Other than mentioned 5-axis SteadyShot, this Sony A7II is basically a marginally improved A7 model with a known midrange 24 megapixel sensor.Camera body has gained some weight and size, but still remains comparably light and small. Materials used and ergonomics are also said to be better.OLED electronic viewfinder and a single combined SD/MS card slot remain the same.Battery type is the same and its performance also. AF is believed to perform better, with never algorithms, and promises decent tracking performance at 5fps as opposed to 2.5fps in its predecessor. Video guys, you know who you are, will surely know how to appreciate better XAVC S codec.

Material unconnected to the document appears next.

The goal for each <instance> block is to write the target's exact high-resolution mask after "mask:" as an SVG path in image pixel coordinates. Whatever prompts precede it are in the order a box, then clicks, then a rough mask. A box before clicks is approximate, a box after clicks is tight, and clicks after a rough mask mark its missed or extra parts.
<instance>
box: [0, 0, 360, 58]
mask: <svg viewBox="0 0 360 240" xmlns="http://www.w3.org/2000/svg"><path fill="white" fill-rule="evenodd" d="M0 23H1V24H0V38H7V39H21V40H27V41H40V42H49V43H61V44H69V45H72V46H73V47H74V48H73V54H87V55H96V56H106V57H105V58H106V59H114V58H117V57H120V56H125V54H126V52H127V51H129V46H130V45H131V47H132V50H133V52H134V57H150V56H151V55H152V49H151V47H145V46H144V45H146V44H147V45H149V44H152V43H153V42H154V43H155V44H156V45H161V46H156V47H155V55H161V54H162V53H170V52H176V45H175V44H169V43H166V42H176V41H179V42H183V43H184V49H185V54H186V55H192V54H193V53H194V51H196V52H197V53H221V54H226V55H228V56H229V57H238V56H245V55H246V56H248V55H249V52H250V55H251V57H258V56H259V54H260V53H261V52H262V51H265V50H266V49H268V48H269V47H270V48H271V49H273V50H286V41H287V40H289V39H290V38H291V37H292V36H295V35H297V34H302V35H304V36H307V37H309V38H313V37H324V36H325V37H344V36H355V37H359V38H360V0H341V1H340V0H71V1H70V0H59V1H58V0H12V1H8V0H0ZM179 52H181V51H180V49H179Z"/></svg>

Another great camera from Sony, but …

This camera must be viewed as a universal solution, meaning it’s great at most tasks, but it might not be the perfect solution for your particular needs. Landscape photographers will probably miss 36 Mpx A7R sensor, sports and action shooters will long for AF capabilities of the Sony A6000 or better, low light and wedding pros might prefer high sensitivity and responsiveness of the 12 Mpx Sony A7s camera, with latter sensor being also preferred by the users of legacy glass and of course by the videographers, who these days wouldn’t settle for anything less than a full 4K solution, which A7 mark II unfortunately is not. A fact that all currently available E-mount zoom lenses, marketed by Sony, already come with built-in OSS stabilization, will also make current A7 series users think twice about the need for an upgrade. To be fair, it has to be mentioned that existing OSS works with a little help on the “roll” axis, coming from the new in-body component. Clever approach from the Sony or former Minolta team or whoever is responsible for the idea of joining best features of two completely different systems.

Conclusion

This great and improved Sony A7II camera, which is rumoured to arrive in Europe in the Q1 2015, priced at 1.799,00 €, undoubtably presents a capable and quite compact solution for most any task, but for those of you, who need a bit more to be convinced, there are already circulating rumors about the new Sony flagship, namely a new Sony A9 alpha series professional E-mount camera body. Let’s wait a bit more and prepare to be amazed once again.